19 En dit zeide Hij, betekenende, met hoedanigen dood hij God verheerlijken zou. En dit gesproken hebbende, zeide Hij tot hem: Volg Mij.
Jesus said this to indicate the kind of death by which Peter would glorify God. And after He had said this, He told him, “Follow Me.”
20 En Petrus, zich omkerende, zag den discipel volgen, welken Jezus liefhad, die ook in het avondmaal op Zijn borst gevallen was, en gezegd had: Heere! wie is het, die U verraden zal?
Peter turned and saw the disciple whom Jesus loved following them. He was the one who had leaned back against Jesus at the supper to ask, “Lord, who is going to betray You?”
21 Als Petrus dezen zag, zeide hij tot Jezus: Heere, maar wat zal deze?
When Peter saw him, he asked, “Lord, what about him?”
22 Jezus zeide tot hem: Indien Ik wil, dat hij blijve, totdat Ik kome, wat gaat het u aan? Volg gij Mij.
Jesus answered, “If I want him to remain until I return, what is that to you? You follow Me!”
23 Dit woord dan ging uit onder de broederen, dat deze discipel niet zou sterven. En Jezus had tot hem niet gezegd, dat hij niet sterven zou, maar: Indien Ik wil, dat hij blijve, totdat Ik kome, wat gaat het u aan?

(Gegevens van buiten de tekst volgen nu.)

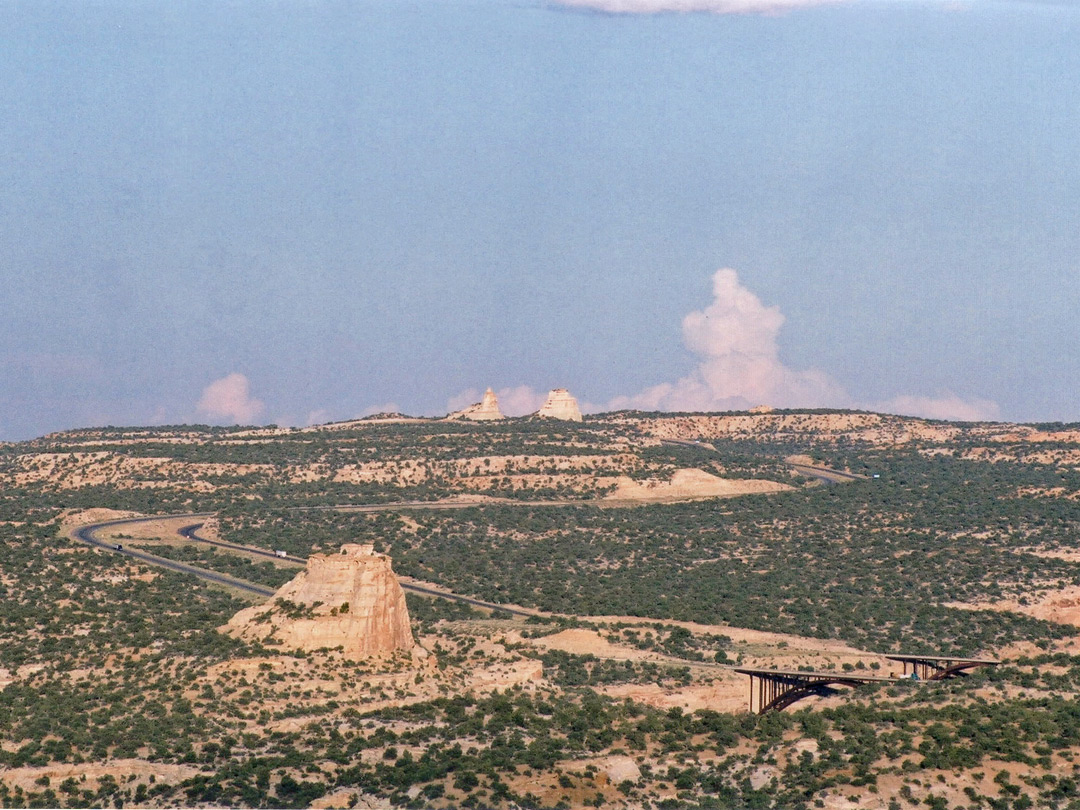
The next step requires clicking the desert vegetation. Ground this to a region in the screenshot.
[0,411,1080,809]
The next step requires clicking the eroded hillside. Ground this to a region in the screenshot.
[6,411,1080,808]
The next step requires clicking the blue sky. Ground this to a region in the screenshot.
[0,0,1080,440]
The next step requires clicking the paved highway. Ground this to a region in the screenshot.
[70,514,274,596]
[70,512,541,618]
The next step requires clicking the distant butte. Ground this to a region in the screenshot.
[446,389,505,422]
[537,388,582,422]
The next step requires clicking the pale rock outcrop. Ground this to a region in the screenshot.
[607,470,792,501]
[225,544,416,659]
[537,388,581,422]
[446,389,507,422]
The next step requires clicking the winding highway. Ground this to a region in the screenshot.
[69,453,865,617]
[68,512,542,618]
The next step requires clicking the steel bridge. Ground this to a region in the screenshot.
[735,667,897,714]
[885,653,1001,680]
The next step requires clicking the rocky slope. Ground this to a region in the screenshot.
[225,544,416,658]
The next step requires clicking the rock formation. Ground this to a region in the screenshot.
[537,388,581,422]
[226,544,415,659]
[446,389,505,422]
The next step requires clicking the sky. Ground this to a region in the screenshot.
[0,0,1080,441]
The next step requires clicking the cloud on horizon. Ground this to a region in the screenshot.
[556,0,851,15]
[195,372,266,424]
[600,268,1000,421]
[446,268,1000,421]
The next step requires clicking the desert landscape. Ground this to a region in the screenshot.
[6,408,1080,808]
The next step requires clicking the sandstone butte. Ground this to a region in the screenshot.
[225,543,420,660]
[446,389,507,422]
[537,388,581,422]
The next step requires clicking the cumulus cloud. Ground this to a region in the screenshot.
[870,392,1001,422]
[606,268,849,410]
[556,0,846,15]
[600,268,1000,421]
[195,372,266,424]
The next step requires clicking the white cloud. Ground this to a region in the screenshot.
[870,392,1001,422]
[495,386,548,416]
[195,372,266,424]
[556,0,845,15]
[606,268,849,410]
[600,268,1000,421]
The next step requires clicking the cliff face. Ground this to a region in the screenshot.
[537,388,581,422]
[226,544,415,658]
[447,389,505,422]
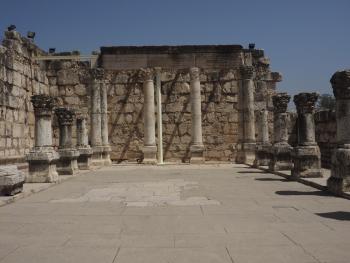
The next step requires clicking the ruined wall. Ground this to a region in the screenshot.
[315,110,337,169]
[0,31,49,164]
[0,31,279,163]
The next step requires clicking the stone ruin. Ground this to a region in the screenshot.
[0,30,349,198]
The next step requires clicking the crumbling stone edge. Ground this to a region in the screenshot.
[248,165,350,200]
[0,166,103,207]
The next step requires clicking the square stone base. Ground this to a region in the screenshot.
[78,147,92,170]
[0,165,24,195]
[291,145,322,179]
[236,143,256,165]
[253,144,271,167]
[102,145,112,166]
[327,148,350,195]
[25,149,59,183]
[57,149,80,175]
[91,146,105,166]
[269,143,293,172]
[142,146,157,164]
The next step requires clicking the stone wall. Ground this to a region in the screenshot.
[315,110,337,168]
[0,31,49,164]
[0,31,280,163]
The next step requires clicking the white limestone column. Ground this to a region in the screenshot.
[90,68,104,166]
[100,81,112,165]
[143,69,157,164]
[190,67,204,163]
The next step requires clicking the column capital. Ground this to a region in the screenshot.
[293,92,319,114]
[55,107,75,126]
[239,66,254,79]
[90,68,105,81]
[140,68,155,81]
[272,92,290,113]
[330,69,350,99]
[189,67,200,80]
[31,94,55,116]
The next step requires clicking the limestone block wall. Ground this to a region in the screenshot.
[315,110,337,168]
[0,31,49,164]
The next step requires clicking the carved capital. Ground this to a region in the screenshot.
[90,68,105,81]
[330,69,350,99]
[55,107,75,126]
[293,92,319,114]
[190,67,199,81]
[240,66,254,79]
[31,94,55,116]
[140,68,155,81]
[272,92,290,113]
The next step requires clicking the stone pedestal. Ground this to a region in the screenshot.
[292,93,322,179]
[327,69,350,194]
[90,68,104,166]
[253,109,271,167]
[0,165,24,195]
[25,94,59,183]
[55,107,79,175]
[143,69,157,164]
[190,68,205,163]
[77,115,92,170]
[269,93,293,171]
[236,66,256,165]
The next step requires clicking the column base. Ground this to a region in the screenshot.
[253,144,271,168]
[91,146,105,166]
[102,145,112,166]
[236,142,256,165]
[269,143,293,172]
[291,145,323,179]
[142,146,157,164]
[327,148,350,195]
[190,145,205,164]
[77,146,92,170]
[25,148,59,183]
[57,149,79,175]
[0,165,24,195]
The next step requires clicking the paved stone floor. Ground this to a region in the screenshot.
[0,164,350,263]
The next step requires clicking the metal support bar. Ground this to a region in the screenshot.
[156,68,164,164]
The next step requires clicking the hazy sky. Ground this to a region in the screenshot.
[0,0,350,95]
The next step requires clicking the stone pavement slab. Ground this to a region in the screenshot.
[0,164,350,263]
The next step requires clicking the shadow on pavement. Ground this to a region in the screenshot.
[275,190,333,197]
[316,211,350,221]
[255,178,291,182]
[237,171,269,174]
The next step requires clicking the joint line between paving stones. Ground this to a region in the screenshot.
[112,246,120,263]
[225,247,235,263]
[281,232,322,263]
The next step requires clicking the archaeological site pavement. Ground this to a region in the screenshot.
[0,164,350,263]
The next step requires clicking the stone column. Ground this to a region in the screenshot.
[292,93,322,179]
[269,93,293,171]
[143,69,157,164]
[190,67,205,163]
[77,114,92,170]
[236,66,256,164]
[101,81,112,165]
[90,68,104,166]
[327,69,350,195]
[254,109,271,167]
[25,94,59,183]
[55,107,79,175]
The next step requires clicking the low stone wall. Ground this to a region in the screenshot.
[315,110,337,168]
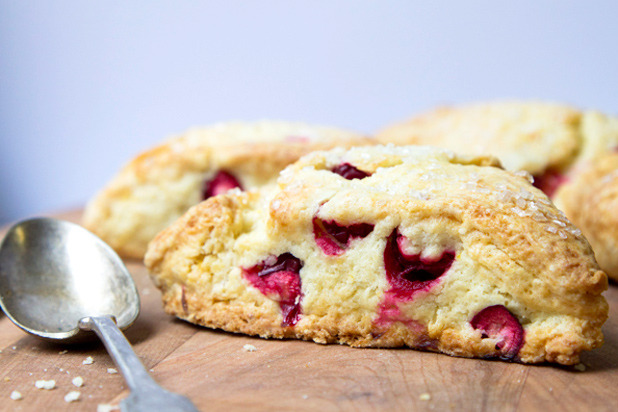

Because of this, the rumor spread among the brothers that this disciple would not die. However, Jesus did not say that he would not die, but only, “If I want him to remain until I return, what is that to you?”
24 Deze is de discipel, die van deze dingen getuigt, en deze dingen geschreven heeft; en wij weten, dat zijn getuigenis waarachtig is.
This is the disciple who testifies to these things and who has written them down. And we know that his testimony is true.
25 En er zijn nog vele andere dingen, die Jezus gedaan heeft, welke, zo zij elk bijzonder geschreven wierden, ik acht, dat ook de wereld zelve de geschrevene boeken niet zou bevatten. Amen.
There are many more things that Jesus did. If all of them were written down, I suppose that not even the world itself would have space for the books that would be written.